I wish these insights could be lodged in the minds and hearts of every Christian in the world— especially the religious and political leaders.

De Gruchy was a member of the Rondebosch United Church in the 70’s and 80’s, when the congregation began to identify itself with the anti-apartheid movement.  On two different occasions the pastor, Douglas Bax, walked past groups of fully armed soldiers and police who had surrounded the church, and in their presence ripped from the front door the proclamation that the building could no longer house meetings of the liberation forces or provide a home for conscientious objectors.  I tremble inwardly at the thought of how much courage it would take to do such things!  And now, in the post-apartheid period, this same Rondebosch United Church continues to support anyone ostracized by society or other churches: street children, domestic workers, refugees from Rwanda and elsewhere, gay people, prisoners.  Furthermore, many of the more “conservative” white members have remained in fellowship, at times unsettled but always enriched: “evangelism by those formerly excluded [leads] to the humanization of those who have been privileged” (p. 171).  Out of all this concrete experience grows de Gruchy’s definition of a genuinely Christian church: “an institution in which people are enabled to be truly human, truly themselves, in Christ” (p. 170).

De Gruchy explains early on that his book is a “sharing of some perspectives on being human and Christian” drawn from his own experience and reflection “after more than 30 years of teaching on the boundaries of theology, religion, and the human and social sciences, and many more years of Christian ministry.”  When de Gruchy reached the mandatory retirement age of 65, his friends and former students urged him to tell the story that had led to his conviction that “being a Christian is about recovering our humanity” and also to elaborate on his understanding of “what it means to be a Christian Humanist” (p. 4).  The result is a strongly convincing, extremely interesting combination of autobiography, introspection, and explanation of often-misunderstood concepts.
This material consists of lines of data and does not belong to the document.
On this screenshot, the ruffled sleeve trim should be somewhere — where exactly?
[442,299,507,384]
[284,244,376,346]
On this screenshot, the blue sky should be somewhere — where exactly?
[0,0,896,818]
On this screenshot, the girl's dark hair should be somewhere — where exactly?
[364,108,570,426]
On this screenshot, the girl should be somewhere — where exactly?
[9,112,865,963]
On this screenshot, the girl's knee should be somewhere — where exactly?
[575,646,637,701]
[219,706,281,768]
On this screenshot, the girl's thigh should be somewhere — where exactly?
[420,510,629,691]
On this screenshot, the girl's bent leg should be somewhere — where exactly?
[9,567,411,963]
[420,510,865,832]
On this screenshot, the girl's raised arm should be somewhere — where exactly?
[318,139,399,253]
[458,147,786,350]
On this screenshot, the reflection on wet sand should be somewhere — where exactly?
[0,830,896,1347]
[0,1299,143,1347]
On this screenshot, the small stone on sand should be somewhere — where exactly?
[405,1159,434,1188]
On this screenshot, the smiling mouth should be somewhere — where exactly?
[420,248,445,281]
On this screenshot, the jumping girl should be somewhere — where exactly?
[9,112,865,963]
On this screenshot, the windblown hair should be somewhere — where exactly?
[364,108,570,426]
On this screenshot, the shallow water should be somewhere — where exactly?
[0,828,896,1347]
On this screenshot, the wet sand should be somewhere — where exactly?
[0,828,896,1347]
For de Gruchy, the theology and life of Desmond Tutu is a perfect encapsulation of what Christian Humanism is all about.  De Gruchy summarizes the Christian Humanist credo in the following six concepts:

  1. All of life is bound together in an amazingly complex, diverse evolutionary web.
  2. Because we Christians share a common humanity with all other human beings, we must respect differences.
  3. We should join with secularists and people of other religions in the struggle for human rights, peace with justice, and sustainable economic and ecological policies.
  4. Salvation in Christ is about making us more fully human, more creative, more peaceful.
  5. The Church is called to be a sign of the “new humanity.”
  6. Christian faith must be related to the best wisdom of human culture, whether classical or current, local or global, European or African or Asian or American (pp. 30-31).

A delicate balance must be carefully maintained between the Christian faith and the humanism:

For Christianity to be Christian it cannot by-pass St. Paul’s confession of Christ crucified as “the wisdom of God,” for it would have nothing distinctive to contribute to the humanist project.  But for it to be humanist it cannot ignore the truth wherever it is to be found, for all truth ultimately reflects the beauty and goodness of God. (P.177)

How well I remember trying to embed these ideas in my students’ minds during my early teaching at Bob Jones University, Shelton College, and Nyack Missionary College!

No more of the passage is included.